Figure 7. Hypoxia promotes GPR81 expression in IPF MPCS via HIF1α.

(A) HIF1α expression was quantified in IPF and control MPCs cultured under normoxic conditions by qPCR (left panel) and Western blot (middle panel). Densitometry values summarizing Western blot data are shown in the right panel. GAPDH served as a loading control. n = 4, each of control and IPF cell lines. (B) HIF1α expression was quantified in IPF and control MPCs exposed to normoxic or hypoxic conditions by qPCR (left panel) and Western blot analysis (middle panel). Densitometry values summarizing Western blot data are shown in the right panel. GAPDH served as a loading control. n = 3, each of control and IPF cell lines used. (C) IPF MPCs were transduced with HIF1α or scrambled shRNA, and the cells were cultured under hypoxic conditions. HIF1α and GPR81 expression levels were quantified by qPCR (left panel) and Western blot analysis (middle panel). Densitometry values summarizing Western blot data are shown in the right panel. GAPDH served as a loading control. Three IPF cell lines were used. (D) ChIP assay. IPF MPCs were cultured under normoxic or hypoxic conditions. HIF1α was immunoprecipitated from nuclear fractions using HIF1α antibody, and qPCR for GPR81 was performed. Immunoprecipitation using isotype antibody (IgG) served as control. Three IPF cell lines were used. Data are shown as mean ± SEM. P values were determined by 2-tailed Student’s t test.

Figure 8. Hypoxia enhances IPF MPC–mediated fibrogenicity in vivo via GPR81.

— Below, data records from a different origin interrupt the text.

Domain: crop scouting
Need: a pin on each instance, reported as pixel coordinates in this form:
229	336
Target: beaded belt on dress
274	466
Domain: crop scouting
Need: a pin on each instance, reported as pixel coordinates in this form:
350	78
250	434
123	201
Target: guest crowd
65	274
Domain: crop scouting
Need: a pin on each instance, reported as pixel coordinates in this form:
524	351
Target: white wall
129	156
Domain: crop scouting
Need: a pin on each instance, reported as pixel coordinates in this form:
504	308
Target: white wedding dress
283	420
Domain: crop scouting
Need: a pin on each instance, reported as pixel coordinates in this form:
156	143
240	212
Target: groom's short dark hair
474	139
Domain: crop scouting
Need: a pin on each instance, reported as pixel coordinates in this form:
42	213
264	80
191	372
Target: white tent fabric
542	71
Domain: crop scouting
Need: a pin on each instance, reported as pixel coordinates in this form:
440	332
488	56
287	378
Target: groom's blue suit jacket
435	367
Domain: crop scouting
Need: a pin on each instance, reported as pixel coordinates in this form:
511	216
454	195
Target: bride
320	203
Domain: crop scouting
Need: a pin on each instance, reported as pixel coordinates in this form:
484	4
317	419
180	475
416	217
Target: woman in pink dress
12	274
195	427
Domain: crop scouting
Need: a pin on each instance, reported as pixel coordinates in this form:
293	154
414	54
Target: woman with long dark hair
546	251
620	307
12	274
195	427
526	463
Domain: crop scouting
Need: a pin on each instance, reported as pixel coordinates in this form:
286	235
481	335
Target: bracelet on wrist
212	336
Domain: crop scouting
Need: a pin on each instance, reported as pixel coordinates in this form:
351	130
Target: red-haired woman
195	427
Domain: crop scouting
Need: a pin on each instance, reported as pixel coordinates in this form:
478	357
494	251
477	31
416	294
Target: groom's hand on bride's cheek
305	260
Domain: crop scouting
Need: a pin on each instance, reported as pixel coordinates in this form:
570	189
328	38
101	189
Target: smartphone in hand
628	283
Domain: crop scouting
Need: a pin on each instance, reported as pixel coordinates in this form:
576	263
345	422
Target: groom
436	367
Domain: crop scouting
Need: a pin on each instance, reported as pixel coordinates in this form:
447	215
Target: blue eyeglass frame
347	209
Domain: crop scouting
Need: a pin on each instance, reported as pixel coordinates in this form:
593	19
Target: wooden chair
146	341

NSG mice were treated with i.t. bleomycin (1.25 U/kg). Two weeks later, the mice received IPF MPCs transduced with either GPR81 shRNA or scrambled shRNA via tail vein injection (1 × 10⁶ cells/100 μL); 10 mice/group. The mice were maintained under normoxic or hypoxic (10% O₂) conditions for the duration of the experiment. Lungs were harvested 4 weeks after cell administration. (A) LDHA activity. (B) Collagen content was quantified in left lungs by Sircol assay (left panel). (C) Semiquantitative analysis of lung collagen deposition was performed by trichrome staining. Three sections from each animal were screened. Three trichrome stained images randomly selected from each section were used for quantification. Scale bar: 500 μm. The blue regions (fibrotic stain) were defined and quantified with ImageJ (NIH); see images H–K. (D–W) Serial 4 μm sections of right lung tissue from mice receiving IPF MPCs transduced with scrambled-shRNA or GPR81 shRNA (D–K, scale bar: 200 μm; L–W, scale bar: 50 μm). Representative H&E and trichrome stains assessing fibrosis and collagen deposition, respectively (D–K). IHC using an antibody recognizing human procollagen to identify human cells and assess collagen synthesis (L–O); an anti–human GPR81 antibody to determine the distribution of GPR81 expressing cells (P–S); an anti–human CAIX antibody to determine the distribution of CAIX expressing cells (T–W). (X) Semiquantitative analysis of human procollagen I staining in mouse lungs using ImageJ. (Y) Human IPF cell numbers were quantified by qPCR. P values were determined by 1-way ANOVA.